Культура репрессивна - и в этом благо. Культура изменчива в частностях, но неизменна в основах. Понять это просто. Живое развивается, мёртвое разлагается. В основе всех процессов одни и те же законы природы. В физическом мире нет ничего незаконного, если оно возможно. Нет и зла: есть общее поле возможностей, из которых следует и полёт спутника вокруг планеты, и гибель писателя Гаршина - в основе этих событий единый закон всемирного тяготения. Тогда почему спутник благо, а самоубийство нет? Оценки расставляет культура, которая говорит, что творческого начала зло не имеет, это раз. Что зло способна производить лишь человеческая воля, это два. Что наша душа - христианка и мы живём уверенными как в познаваемости мира, так и в его моральности, причём подозреваем, что мораль старше мира, это три. Отсюда вывод: мораль - неудобная, но посильная и достойная ноша. Которая кодифицируется в культуре.
Общие рассуждения приводят к постановке вопроса: что есть традиция? Уточним: неизменна ли она или должна развиваться? Ответ: должна. Застывшая традиция мертва, пульсирующая - нет, но её изменения должны быть обусловлены механизмом, определённым культурой, а результат обозначен ею же как благо. Здесь ломаются и недюжинные умы. Неизменность форм они путают с неизменяемостью культурных парадигм и гонятся за внешним, пренебрегая главным: мир целен, а искусство имеет смысл, если каждое его произведение рассказывает о вселенной, её рождении, строении, благе.
А само благо - всегда результат насилия культуры над хаосом, возделывание поля потенциальностей для выращивания гармонии.
Часть II.
Театр военных действий
Цикл передач "Глаза в глаза", показанный каналом "Культура", нужно анализировать только в свете вышеизложенного - иначе мы не сможем оставаться на твёрдой почве законности.
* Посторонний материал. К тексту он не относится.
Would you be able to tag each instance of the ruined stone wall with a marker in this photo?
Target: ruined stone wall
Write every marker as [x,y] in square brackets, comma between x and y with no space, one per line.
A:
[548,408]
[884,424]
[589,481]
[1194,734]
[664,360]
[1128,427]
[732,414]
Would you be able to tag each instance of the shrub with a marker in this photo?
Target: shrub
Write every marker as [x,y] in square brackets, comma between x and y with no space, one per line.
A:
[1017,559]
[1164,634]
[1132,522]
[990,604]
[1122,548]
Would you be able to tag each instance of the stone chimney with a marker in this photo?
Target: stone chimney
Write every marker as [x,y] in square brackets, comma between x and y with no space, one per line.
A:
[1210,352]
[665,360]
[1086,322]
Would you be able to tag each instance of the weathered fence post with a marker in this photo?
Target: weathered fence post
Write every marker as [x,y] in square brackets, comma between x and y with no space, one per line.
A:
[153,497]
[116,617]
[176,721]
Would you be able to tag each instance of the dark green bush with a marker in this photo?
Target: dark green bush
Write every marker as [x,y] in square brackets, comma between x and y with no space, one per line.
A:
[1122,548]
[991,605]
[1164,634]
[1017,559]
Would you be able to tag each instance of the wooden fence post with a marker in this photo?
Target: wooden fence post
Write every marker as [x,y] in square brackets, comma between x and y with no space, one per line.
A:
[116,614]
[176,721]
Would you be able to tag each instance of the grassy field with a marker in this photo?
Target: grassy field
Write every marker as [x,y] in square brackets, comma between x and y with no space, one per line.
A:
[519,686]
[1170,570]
Напомним, что четыре программы Аллы Михайловны Сигаловой были посвящены пяти акторам современной хореографии: Иэну Макгрегору, Мерсу Каннингему, Марии Пахес, Элвину Эйли и Мэтью Боурну. Вопрос, который поднимала ведущая, касался как раз развития традиций, в данном случае танцевальных. Алла Михайловна влюблена в современный танец, она сама выступает как хореограф, её работы интересны, ответ танцовщицы был очевиден: танец должен развиваться. Однако очаровательная женщина спутала развитие болезни с возмужанием и обретением мудрости.
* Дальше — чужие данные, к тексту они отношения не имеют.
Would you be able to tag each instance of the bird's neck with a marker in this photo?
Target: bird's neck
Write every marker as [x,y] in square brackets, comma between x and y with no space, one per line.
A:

Строение мира в классическом наследии Эллады дано нам в музыке небесных сфер, которых насчитывается семь. И мир наш всегда построен по законам какого-то лада. Дорийскому соответствует одна картина мира, эолийскому другая; набор ладов отвечает высокому закону взаимодействия человека и мира - ведь мы знаем, что мир был создан для нас.
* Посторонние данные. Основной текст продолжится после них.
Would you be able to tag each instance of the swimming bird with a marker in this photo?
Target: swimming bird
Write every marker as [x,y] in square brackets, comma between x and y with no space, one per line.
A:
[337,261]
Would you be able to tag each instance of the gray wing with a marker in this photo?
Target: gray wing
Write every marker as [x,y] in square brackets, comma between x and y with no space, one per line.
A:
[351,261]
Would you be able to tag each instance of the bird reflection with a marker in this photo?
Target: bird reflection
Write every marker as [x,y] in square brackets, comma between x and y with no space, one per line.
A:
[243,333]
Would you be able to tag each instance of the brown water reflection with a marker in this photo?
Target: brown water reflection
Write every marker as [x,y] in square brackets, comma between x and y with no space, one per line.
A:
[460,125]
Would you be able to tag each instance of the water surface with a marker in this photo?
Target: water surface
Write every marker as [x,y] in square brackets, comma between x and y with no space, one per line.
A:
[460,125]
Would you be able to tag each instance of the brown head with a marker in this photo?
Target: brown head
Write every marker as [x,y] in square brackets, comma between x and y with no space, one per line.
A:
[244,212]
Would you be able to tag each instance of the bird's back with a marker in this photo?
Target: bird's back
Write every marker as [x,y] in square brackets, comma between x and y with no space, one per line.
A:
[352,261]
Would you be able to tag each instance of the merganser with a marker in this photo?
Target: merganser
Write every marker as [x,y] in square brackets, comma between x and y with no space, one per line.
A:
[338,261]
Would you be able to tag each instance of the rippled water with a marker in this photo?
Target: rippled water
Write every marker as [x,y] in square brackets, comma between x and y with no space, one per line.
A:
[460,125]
Ни у кого не возникает протеста, когда он сталкивается с тональной музыкой. Слушатель понимает, что не каждый звук допустим в ладу, что лад репрессивен, как репрессивна и вся культура. Что не каждое созвучие одинаково воздействует на человека, что по-разному отзываются в нашей душе терции и секунды. Что раздражающий нас интервал бывает допустим, если за разрушением следует возрождение - основной принцип трагедии, дионисийской в своей основе. Что предтечей мира является, может быть, хаос, но его основой - порядок.